The defending champion shot an even-par 72 on Friday at Quail Hollow and missed the even-par cut by three strokes.
“Disappointed that after all that happened last year, not to be here for the weekend. But that’s golf,” said McIlroy, who shot a course-record 62 in the final round a year ago to win by four shots. “I’ll go home and do some hard practice over the next few days and try to get ready for the next event.”
McIlroy, who turned 22 Wednesday, shot an 80 on the last day at Augusta to lose a four-shot lead. He struggled with his ball striking on Thursday, and a day later his putter let him down.
“I gave myself a lot of opportunities,” McIlroy said, “I just wasn’t able to take them.”
There were moments late in the round when it appeared McIlroy might pull off a similar feat as a year ago, when he was two shots over the cut line with three holes to go. An eagle on No. 7 allowed him to make the cut on the number. Then came weekend rounds of 66 and 62.
“I know better than most people that you just have to be around on the weekend and be able to make something happen,” he said. “I was just trying to get in there, trying to get to the weekend.”
McIlroy got within one of the cut line with a birdie on 15 and then lipped out a 40-foot birdie putt on 16. After three-putting the 17th for bogey, he knew he had to make eagle on the final hole.
“I basically needed to hole by second shot on the last to have any chance,” McIlroy said. “I went for the pin and just came up a bit short and in the creek. Obviously, not what I wanted.”
MICKELSON’S PRAISE: While Phil Mickelson created a stir a year ago when he criticized the greens at Quail Hollow, he’s a big fan of the course layout.
He’s also in his familiar spot near the top of the leaderboard.
Mickelson shot a 6-under 66 on Friday to move within three shots of leader Pat Perez.
“I love the way the course is set up,” Mickelson said. “I love the way there’s a first cut.
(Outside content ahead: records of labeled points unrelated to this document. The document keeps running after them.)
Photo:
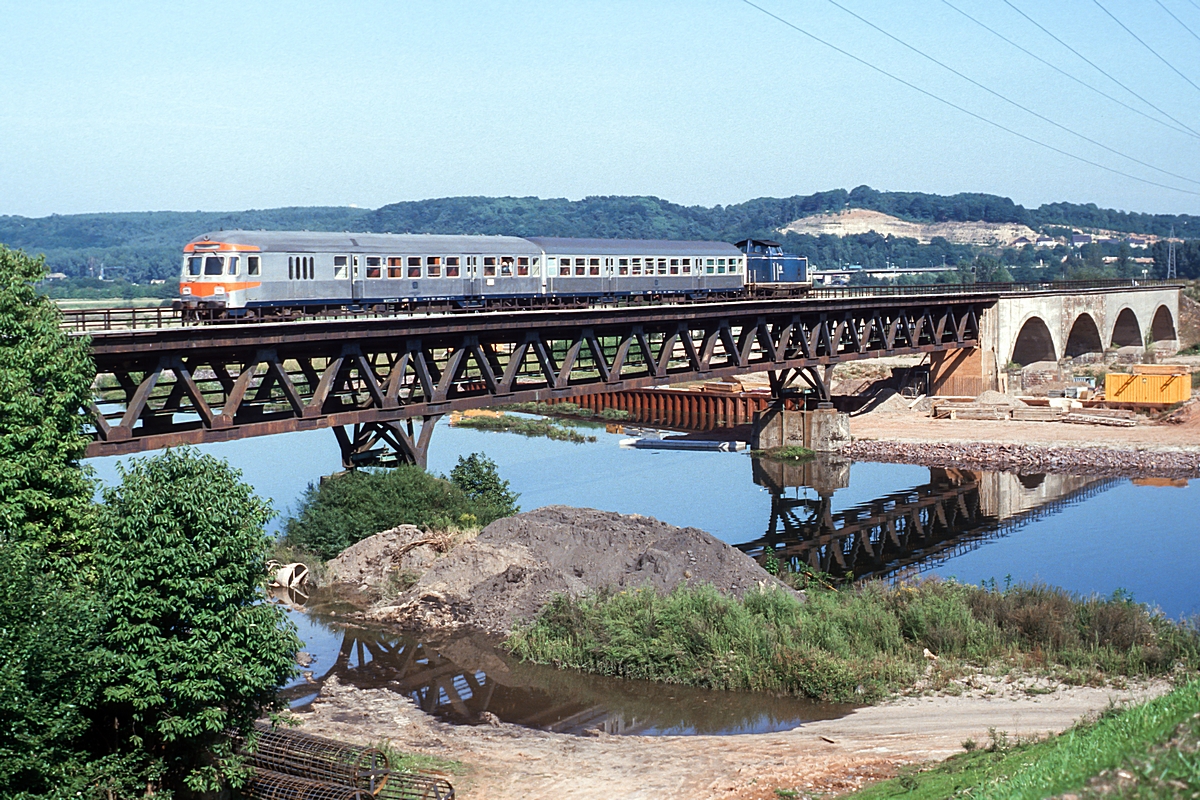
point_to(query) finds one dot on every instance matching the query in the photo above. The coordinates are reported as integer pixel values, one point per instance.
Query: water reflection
(905, 531)
(460, 677)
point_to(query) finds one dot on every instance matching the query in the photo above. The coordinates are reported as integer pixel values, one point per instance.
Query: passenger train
(240, 272)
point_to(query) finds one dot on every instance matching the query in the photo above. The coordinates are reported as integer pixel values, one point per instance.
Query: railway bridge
(385, 380)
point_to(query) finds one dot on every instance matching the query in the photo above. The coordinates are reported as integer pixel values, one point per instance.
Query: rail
(83, 320)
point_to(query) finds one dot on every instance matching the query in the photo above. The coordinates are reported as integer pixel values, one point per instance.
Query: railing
(893, 290)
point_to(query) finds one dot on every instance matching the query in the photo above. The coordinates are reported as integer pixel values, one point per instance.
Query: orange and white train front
(217, 275)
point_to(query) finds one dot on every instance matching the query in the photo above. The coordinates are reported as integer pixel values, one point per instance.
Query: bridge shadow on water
(903, 533)
(460, 677)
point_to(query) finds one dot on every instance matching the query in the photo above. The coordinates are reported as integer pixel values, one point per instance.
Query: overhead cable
(1009, 100)
(1177, 19)
(1145, 46)
(1065, 73)
(966, 110)
(1098, 67)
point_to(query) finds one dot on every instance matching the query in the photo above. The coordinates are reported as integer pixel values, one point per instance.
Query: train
(283, 272)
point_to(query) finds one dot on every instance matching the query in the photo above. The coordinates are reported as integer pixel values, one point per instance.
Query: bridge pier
(359, 443)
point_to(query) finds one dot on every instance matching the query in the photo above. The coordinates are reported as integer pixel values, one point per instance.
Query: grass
(568, 410)
(859, 643)
(526, 427)
(785, 453)
(1155, 744)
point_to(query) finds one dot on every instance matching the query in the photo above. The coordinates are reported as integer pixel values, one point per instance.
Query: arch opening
(1033, 343)
(1127, 332)
(1163, 328)
(1085, 337)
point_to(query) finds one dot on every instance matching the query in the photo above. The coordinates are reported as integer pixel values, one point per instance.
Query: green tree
(479, 480)
(45, 384)
(190, 650)
(47, 612)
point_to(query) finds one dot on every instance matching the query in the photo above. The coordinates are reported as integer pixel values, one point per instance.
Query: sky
(226, 106)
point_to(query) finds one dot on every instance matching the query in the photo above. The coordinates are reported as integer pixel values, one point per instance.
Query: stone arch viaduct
(1029, 328)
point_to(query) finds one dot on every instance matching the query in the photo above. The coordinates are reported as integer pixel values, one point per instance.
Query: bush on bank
(856, 643)
(348, 507)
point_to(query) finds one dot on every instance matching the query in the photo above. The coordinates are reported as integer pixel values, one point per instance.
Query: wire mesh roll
(267, 785)
(409, 786)
(316, 758)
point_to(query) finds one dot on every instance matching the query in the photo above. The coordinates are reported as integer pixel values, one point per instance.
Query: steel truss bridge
(894, 535)
(384, 382)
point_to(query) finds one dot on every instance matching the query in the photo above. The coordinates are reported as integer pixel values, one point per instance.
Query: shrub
(351, 506)
(189, 651)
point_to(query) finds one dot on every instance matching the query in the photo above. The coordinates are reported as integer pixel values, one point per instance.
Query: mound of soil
(516, 565)
(405, 548)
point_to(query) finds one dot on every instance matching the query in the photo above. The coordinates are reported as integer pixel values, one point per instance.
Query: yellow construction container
(1150, 385)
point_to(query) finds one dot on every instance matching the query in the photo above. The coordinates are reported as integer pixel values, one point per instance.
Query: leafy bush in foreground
(861, 642)
(351, 506)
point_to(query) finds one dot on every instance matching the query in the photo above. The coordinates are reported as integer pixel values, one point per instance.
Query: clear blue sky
(222, 106)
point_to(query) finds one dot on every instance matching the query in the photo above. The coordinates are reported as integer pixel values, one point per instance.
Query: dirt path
(916, 428)
(507, 761)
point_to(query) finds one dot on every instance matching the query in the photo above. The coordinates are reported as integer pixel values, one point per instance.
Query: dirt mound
(999, 398)
(514, 567)
(406, 548)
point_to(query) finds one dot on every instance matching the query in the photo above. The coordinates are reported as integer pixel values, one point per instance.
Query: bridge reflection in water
(459, 678)
(903, 533)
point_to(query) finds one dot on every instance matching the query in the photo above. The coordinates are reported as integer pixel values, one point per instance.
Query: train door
(357, 283)
(472, 277)
(609, 282)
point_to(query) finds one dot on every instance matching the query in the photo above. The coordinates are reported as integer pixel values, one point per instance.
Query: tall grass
(857, 643)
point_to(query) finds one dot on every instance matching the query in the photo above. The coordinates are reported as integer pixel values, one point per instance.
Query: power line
(1008, 100)
(1177, 19)
(1097, 67)
(965, 110)
(1145, 46)
(1063, 72)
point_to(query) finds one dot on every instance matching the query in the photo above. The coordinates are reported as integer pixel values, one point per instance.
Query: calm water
(849, 519)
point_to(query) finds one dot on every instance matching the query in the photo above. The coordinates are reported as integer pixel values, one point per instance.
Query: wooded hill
(141, 246)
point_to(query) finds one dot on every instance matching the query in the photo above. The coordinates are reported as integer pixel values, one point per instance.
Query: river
(856, 519)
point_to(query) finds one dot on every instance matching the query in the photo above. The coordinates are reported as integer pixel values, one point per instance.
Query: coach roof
(311, 241)
(633, 247)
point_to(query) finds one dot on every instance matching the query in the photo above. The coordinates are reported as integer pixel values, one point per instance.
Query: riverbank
(835, 756)
(1161, 450)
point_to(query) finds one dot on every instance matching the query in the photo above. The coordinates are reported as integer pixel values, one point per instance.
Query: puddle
(459, 677)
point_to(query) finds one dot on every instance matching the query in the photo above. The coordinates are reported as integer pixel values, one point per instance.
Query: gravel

There’s a lot of opportunity for recovery. When you do miss the fairway, even though you’re in trees and you have a tough shot, you still have an opportunity with a decent lie.”
In seven previous appearances, Mickelson has five top-10 finishes. He finished second behind Rory McIlroy last year and is again in contention for his first win in Charlotte.
“It’s going to be a fun weekend,” Mickelson said.
HAAS AT HOME: Bill Haas knows he’s biased about the Wells Fargo Championship, but it hasn’t stopped him from repeating the line all week.
“It’s just probably our best event outside the majors,” Haas said.
Growing up two hours away in Greenville, S.C., Haas played Quail Hollow multiple times with his father, Champions Tour star and club member Jay Haas.
Haas continued to make trips to Charlotte while a student at nearby Wake Forest.
The institutional knowledge seems to be paying off after rounds of 64 and 70 left him two shots off the lead.
“I’ve got a lot of good friends here, a lot of Deacon fans here,” Haas said. “I’m hearing ‘Go Deacs’ out there a lot, which is nice.”
The only thing to make it better for Haas would be to get his third career win Sunday.
“Outside of the majors, this would be my No. 1 tournament to win,” he said. “Just because of the people involved with the tournament. When I walk in the clubhouse, everybody I see I know.”
DIVOTS: Vijay Singh, the 2005 winner, fired a 68 Friday to move within four shots of the lead. “It’s been a while since I struck the ball this good,” said Singh, winless since 2008. “I’m really excited.” … Davis Love III’s 69 left him seven shots back and ended a streak of three straight missed cuts on the tour. “I’m just happy being on the other side of it, looking at the leaderboard rather than driving home,” he said. … Bryan Bigley, a groundskeeper at a nearby club who qualified for the event Monday, shot 78-76 to miss the cut in his PGA Tour debut. … Storms moved through the area late in the morning, causing a delay of nearly 90 minutes, but Bigley and his last group still completed the round before darkness set in shortly before 8:30 p.m.